Described by friends and family as a charismatic and funny character, Jermaine is also known as a great communicator — a skill that has helped him relate to students throughout his teaching career and should continue to benefit him at Oklahoma.
“When it comes to higher education, I think oftentimes, pedagogy can be seen as somewhat of an afterthought when it comes to being a professor at the university level, where research is very important,” Givens said. “I think Jermaine is someone who has a very rigorous approach to the research that he's doing, but he's also a very skilled teacher. And I think that those two elements are very important — especially given the subject matter and how important it is for our time.”
Jermaine said his main goals in his first year at OU are to heighten the visibility of OU’s African and African-American Studies Department and to promote activism related to the critical issues students will be discussing.
His arrival will also serve to diversify the faculty and curriculum of a university whose president, Joseph Harroz, has said he plans to promote more diversity and equity among students and instructors following several racist events at OU and across the nation in recent months.
As of fall 2019, OU had only 31 Black full-time faculty members compared to 1,109 white full-time administrators and instructors — but Harroz said he intends to hire more faculty of color.

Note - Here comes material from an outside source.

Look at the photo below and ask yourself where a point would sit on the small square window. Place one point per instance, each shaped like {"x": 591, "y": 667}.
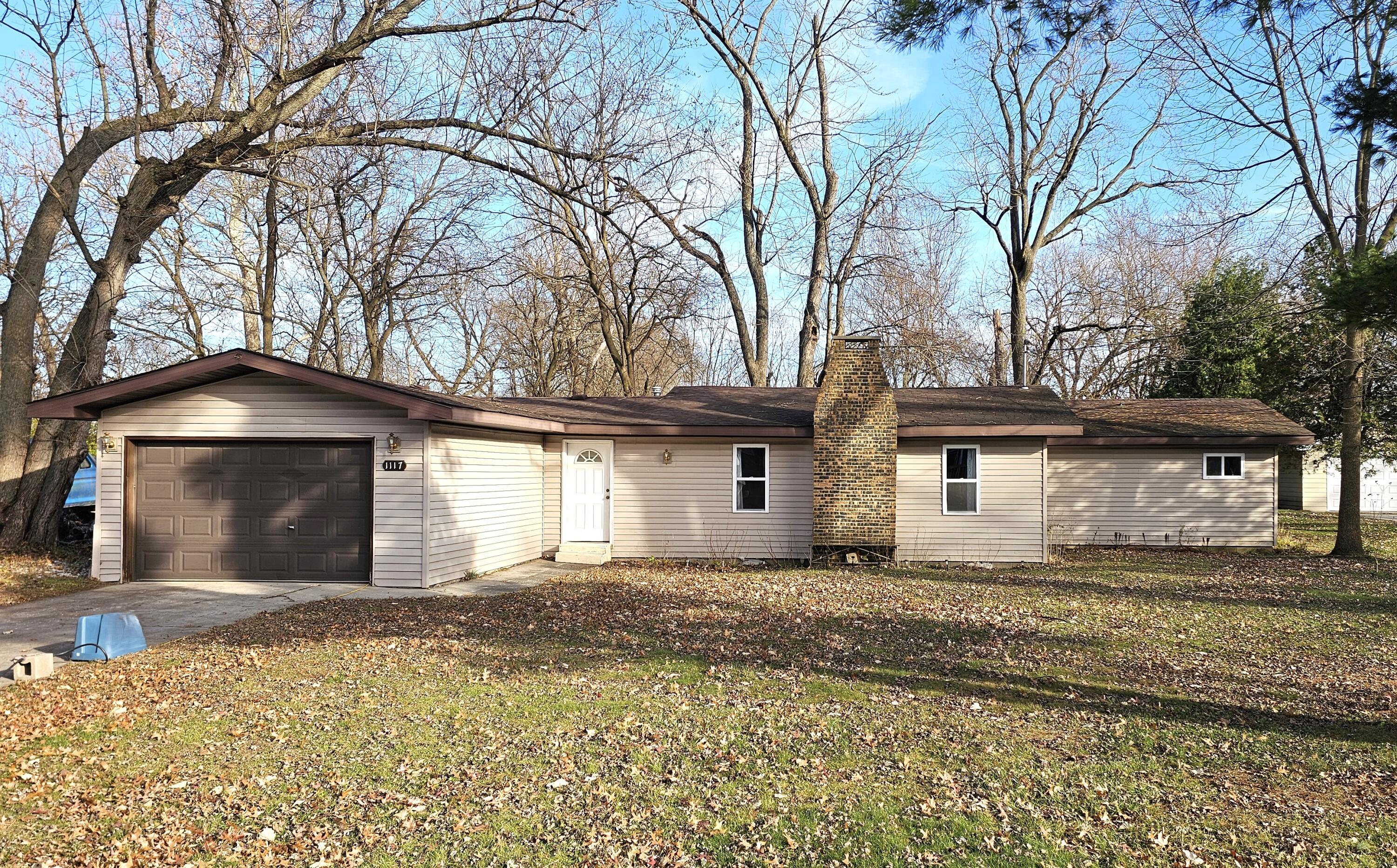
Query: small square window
{"x": 1223, "y": 466}
{"x": 749, "y": 478}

“I think it’s really important when you think about teaching about race — oftentimes in places that have been very slow to diversify — to even begin to confront a legacy of racism, you sometimes have to be adaptable and flexible in terms of the tools that you're bringing to that,” Lee said. “I think (Jermaine) can do that and I think he will do that.”
Despite the occurrences at OU and abroad, Jermaine said he was not deterred from accepting a job in Norman. He said he thinks Oklahoma is a phenomenal place to continue his prison studies while educating students on the institution and its relationship to race, gender and other issues.
Jermaine said he hopes OU administrators realize the current national climate is not just a “fleeting moment.” He said he believes young people are going to continue to promote the reforms they believe in beyond the days of movements such as Black Lives Matter and defunding the police.
“I think students have recognized how powerful they are, and they will always advocate for what they believe is right,” Jermaine said. “And so, universities, administrators, faculty, beware. This is our new reality.”